December 14, 2017

(++++) FUN WITH MANY WORDS – OR FEW


Pine & Boof: The Lucky Leaf. By Ross Burach. Harper. $17.99.

Meow! By Victoria Ying. Harper. $15.99.

     Both these books are for ages 4-8, but the way they tell their animal-centric stories could not be more different. Ross Burach’s Pine & Boof: The Lucky Leaf really is a story, a narrative. The illustrations are an integral part of it, and some of them are marvelously funny, but the basic tale here is a verbal one. It starts with Boof, a big, roly-poly bear cub who is afraid of bears (adult ones, anyway) and therefore carries around a can of anti-bear spray. Boof collects and names things, such as a stick named Mr. Stick and a rock named Mr. Rock. His favorite collectible is a bright red leaf with which he plays constantly, but not very successfully: despite Boof’s enthusiastic urging, the leaf cannot use a see-saw, throw a ball, or munch a campfire-cooked marshmallow. Enter Pine, a porcupine – who in fact enters by banging into Boof as Boof sits teary-eyed on the forest path. Boof is crying because the wind has suddenly picked up and taken his favorite leaf who-knows-where. Pine, who considers himself an expert on lots of things but is mostly rather muddled in his thinking, promises to help Boof find the missing leaf, and the two set off on a leaf quest that leads to some very funny encounters with a boar and a snake. Burach’s illustrations are at their best during the search, as when Boof lifts up a boulder to look for the leaf under it and Pine then lifts up boulder-shaped Boof to look for the leaf under him. A stuck-in-a-log scenario eventually and hilariously ensues, but in the end, the wind is just too much for the intrepid duo. However, they realize that having a friend to search for things with and generally play with is better than having a leafy companion, anyway. So all ends happily, with Pine and Boof cooking apology pancakes for the boar and making a very amusing apology card for the snake. This is a funny story, amusingly told and illustrated with cartoonish panache, with the pictures carrying a lot of the humor but the words being central to telling the tale.
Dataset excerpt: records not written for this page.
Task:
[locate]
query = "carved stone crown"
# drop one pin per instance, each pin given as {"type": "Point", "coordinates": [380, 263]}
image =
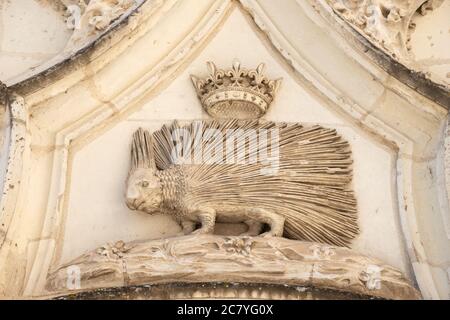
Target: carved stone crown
{"type": "Point", "coordinates": [237, 93]}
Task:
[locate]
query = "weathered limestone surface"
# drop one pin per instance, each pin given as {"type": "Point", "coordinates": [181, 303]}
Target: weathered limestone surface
{"type": "Point", "coordinates": [66, 136]}
{"type": "Point", "coordinates": [213, 259]}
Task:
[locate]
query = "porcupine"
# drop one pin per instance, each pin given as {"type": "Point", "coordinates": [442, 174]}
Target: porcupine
{"type": "Point", "coordinates": [307, 197]}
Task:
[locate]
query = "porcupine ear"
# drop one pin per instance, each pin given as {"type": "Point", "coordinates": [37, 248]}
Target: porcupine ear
{"type": "Point", "coordinates": [142, 155]}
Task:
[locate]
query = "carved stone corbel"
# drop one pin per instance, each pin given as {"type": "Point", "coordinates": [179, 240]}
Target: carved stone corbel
{"type": "Point", "coordinates": [221, 259]}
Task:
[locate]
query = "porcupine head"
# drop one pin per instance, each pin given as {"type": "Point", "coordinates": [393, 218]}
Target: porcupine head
{"type": "Point", "coordinates": [144, 190]}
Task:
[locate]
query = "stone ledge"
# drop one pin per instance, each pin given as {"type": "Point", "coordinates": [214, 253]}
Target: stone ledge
{"type": "Point", "coordinates": [221, 259]}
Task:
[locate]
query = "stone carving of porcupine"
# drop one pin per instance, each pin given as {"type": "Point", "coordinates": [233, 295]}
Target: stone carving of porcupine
{"type": "Point", "coordinates": [301, 192]}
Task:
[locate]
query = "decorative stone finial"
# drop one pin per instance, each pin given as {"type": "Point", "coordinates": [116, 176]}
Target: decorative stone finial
{"type": "Point", "coordinates": [237, 93]}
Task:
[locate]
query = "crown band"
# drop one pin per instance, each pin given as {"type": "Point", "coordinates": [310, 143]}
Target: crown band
{"type": "Point", "coordinates": [236, 93]}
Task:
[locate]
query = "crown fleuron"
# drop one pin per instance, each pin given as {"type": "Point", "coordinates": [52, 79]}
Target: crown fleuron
{"type": "Point", "coordinates": [237, 93]}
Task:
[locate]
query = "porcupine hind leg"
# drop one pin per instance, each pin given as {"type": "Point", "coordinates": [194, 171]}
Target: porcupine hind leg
{"type": "Point", "coordinates": [254, 228]}
{"type": "Point", "coordinates": [274, 220]}
{"type": "Point", "coordinates": [188, 226]}
{"type": "Point", "coordinates": [207, 219]}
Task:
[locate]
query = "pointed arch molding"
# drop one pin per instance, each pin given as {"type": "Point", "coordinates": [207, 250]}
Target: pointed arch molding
{"type": "Point", "coordinates": [413, 128]}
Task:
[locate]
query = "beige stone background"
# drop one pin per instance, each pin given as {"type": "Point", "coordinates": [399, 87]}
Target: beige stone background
{"type": "Point", "coordinates": [78, 124]}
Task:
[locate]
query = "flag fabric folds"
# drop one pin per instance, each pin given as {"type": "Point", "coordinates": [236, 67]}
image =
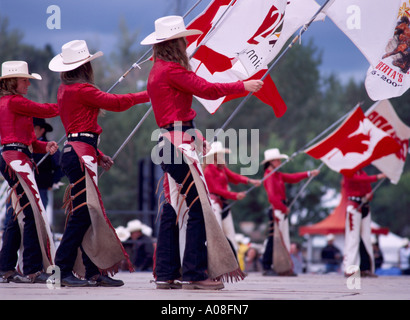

     Not so in Victoria Ying’s Meow! In fact, the word of the title is almost the only one in this sweet little feline-focused book, which is such a simple story that multiple words really are not required. An adorable little kitten, childlike in being dressed like a human and drawn by Ying with a head as large as the rest of his body, wanders around the family home carrying a ball of yellow yarn and asking everyone, “Meow?” This clearly means, “Will you play with me?” But nobody will: mom is busy in the garden, dad in the kitchen, and sister in a chair, where she is reading a book. Frustrated, the kitten starts to unravel the yarn ball and play by himself – but what he does is to entangle everything and everyone in the yarn, as the word “meow!” gets angrier and angrier (cleverly shown by the style of the lettering, which mirrors the expressions on the kitten’s face). Mom, dad and sister finally band together to stop the kitten from messing everything up, putting him in a time-out with their own obviously very irritated “Meow!!” The sad little kitten apologizes – the same word serves a new purpose this time – and sets about disentangling everything and cleaning up the mess he has made. Then he helps mom in the garden, helps dad bake mouse-shaped cookies, and sits in the chair with his sister to read her book with her. Then everyone gets together for games with the yarn, after which it is get-ready-for-bed time in a household that is clearly much happier than it was earlier. The various expressions of “meow” eventually end with the kitten happily asleep, purring with contentment, his ball of yarn beside him on the pillow. Ying does a lovely job of making what is essentially a single-word book into one expressing a wide variety of recognizable emotions and feelings, showing that while some stories are best told through a whole series of words, others can be just as well expressed with very little in the way of verbal elements.